According to the United States Census Bureau, the CDP has a total area of 10.4 square miles (27.0 km^{2}), all land.

==Demographics==
As of the census of 2000, there were 298 people, 126 households, and 97 families residing in the CDP. The population density was 28.6 people per square mile (11.0/km^{2}). There were 303 housing units at an average density of 29.1/sq mi (11.2/km^{2}). The racial makeup of the CDP was 96.31% White, 1.68% Native American, 0.34% from other races, and 1.68% from two or more races. Hispanic or Latino of any race were 2.01% of the population.

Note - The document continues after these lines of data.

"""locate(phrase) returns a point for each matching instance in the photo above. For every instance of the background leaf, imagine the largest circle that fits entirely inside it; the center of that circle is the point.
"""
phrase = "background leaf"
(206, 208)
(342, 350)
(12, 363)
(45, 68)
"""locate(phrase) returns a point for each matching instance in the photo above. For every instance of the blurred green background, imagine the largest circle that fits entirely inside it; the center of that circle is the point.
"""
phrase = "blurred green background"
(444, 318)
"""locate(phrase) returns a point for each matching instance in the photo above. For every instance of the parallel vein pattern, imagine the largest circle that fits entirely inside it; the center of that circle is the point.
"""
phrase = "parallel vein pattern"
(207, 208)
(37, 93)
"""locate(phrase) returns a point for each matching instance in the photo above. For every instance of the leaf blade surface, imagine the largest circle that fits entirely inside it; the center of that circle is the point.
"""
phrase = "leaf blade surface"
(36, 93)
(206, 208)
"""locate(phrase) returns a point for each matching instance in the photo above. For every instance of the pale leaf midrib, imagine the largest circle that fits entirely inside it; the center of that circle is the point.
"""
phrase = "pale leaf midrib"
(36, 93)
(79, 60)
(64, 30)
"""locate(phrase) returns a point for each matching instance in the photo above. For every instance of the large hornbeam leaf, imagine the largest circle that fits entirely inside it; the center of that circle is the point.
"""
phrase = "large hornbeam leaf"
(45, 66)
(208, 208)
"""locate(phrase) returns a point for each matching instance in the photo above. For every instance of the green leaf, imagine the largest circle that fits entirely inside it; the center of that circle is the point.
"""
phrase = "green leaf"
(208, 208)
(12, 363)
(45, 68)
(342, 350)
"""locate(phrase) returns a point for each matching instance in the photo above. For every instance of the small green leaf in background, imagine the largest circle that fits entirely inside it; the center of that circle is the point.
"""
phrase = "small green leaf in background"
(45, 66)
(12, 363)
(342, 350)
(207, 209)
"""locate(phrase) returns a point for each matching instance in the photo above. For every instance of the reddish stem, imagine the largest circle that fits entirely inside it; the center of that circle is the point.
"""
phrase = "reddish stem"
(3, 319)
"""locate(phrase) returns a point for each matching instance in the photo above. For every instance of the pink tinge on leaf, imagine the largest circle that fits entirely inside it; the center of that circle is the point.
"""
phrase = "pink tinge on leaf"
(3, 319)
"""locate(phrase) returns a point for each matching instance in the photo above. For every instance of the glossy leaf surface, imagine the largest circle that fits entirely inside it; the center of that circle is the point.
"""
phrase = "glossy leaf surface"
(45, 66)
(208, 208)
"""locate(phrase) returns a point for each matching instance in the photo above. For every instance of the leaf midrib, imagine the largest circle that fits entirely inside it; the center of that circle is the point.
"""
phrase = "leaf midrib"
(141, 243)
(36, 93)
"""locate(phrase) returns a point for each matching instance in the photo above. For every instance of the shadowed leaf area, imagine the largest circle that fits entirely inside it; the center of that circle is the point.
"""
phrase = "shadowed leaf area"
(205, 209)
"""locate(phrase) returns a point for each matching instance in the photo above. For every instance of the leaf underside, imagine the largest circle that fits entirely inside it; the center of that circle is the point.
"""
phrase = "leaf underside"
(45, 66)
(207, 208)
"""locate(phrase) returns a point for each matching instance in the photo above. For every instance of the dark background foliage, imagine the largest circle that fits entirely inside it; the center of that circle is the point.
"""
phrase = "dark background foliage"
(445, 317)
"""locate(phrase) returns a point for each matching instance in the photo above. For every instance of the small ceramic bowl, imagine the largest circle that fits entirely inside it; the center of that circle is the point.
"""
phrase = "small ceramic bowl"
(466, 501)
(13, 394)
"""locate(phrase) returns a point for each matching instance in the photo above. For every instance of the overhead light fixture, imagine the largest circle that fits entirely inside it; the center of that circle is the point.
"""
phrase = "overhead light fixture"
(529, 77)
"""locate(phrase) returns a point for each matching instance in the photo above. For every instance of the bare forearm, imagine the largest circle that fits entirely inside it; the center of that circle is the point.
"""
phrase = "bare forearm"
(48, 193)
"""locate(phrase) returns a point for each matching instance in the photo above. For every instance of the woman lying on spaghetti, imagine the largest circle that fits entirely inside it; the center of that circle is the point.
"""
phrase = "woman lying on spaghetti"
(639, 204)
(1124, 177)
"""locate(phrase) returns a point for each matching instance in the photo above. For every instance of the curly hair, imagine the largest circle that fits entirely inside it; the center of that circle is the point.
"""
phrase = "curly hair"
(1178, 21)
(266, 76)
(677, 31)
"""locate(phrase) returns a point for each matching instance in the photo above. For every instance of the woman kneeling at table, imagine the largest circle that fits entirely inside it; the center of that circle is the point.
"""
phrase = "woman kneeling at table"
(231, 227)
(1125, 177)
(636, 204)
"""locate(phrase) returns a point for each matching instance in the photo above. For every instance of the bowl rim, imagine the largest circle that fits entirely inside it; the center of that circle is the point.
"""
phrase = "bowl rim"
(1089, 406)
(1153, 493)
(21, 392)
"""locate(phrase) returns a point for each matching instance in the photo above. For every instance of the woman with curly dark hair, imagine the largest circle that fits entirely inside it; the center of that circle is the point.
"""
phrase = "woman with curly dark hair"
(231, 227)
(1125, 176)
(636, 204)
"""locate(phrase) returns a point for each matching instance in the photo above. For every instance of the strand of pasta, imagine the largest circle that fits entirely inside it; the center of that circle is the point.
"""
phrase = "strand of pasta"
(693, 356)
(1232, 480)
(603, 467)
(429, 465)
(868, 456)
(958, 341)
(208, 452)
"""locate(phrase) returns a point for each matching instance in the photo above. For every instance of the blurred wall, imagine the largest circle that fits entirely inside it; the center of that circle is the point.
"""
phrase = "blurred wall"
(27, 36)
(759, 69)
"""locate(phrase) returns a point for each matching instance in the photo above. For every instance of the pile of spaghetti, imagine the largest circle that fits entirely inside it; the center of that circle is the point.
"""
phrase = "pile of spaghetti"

There were 126 households, out of which 28.6% had children under the age of 18 living with them, 72.2% were married couples living together, 1.6% had a female householder with no husband present, and 23.0% were non-families. 18.3% of all households were made up of individuals, and 4.8% had someone living alone who was 65 years of age or older. The average household size was 2.37 and the average family size was 2.71.

In the CDP, the population was spread out, with 20.8% under the age of 18, 4.7% from 18 to 24, 25.2% from 25 to 44, 39.9% from 45 to 64, and 9.4% who were 65 years of age or older. The median age was 45 years. For every 100 females, there were 117.5 males. For every 100 females age 18 and over, there were 108.8 males.

The median income for a household in the CDP was $65,795, and the median income for a family was $67,273. Males had a median income of $51,705 versus $30,104 for females. The per capita income for the CDP was $35,866. None of the families and 4.7% of the population were living below the poverty line.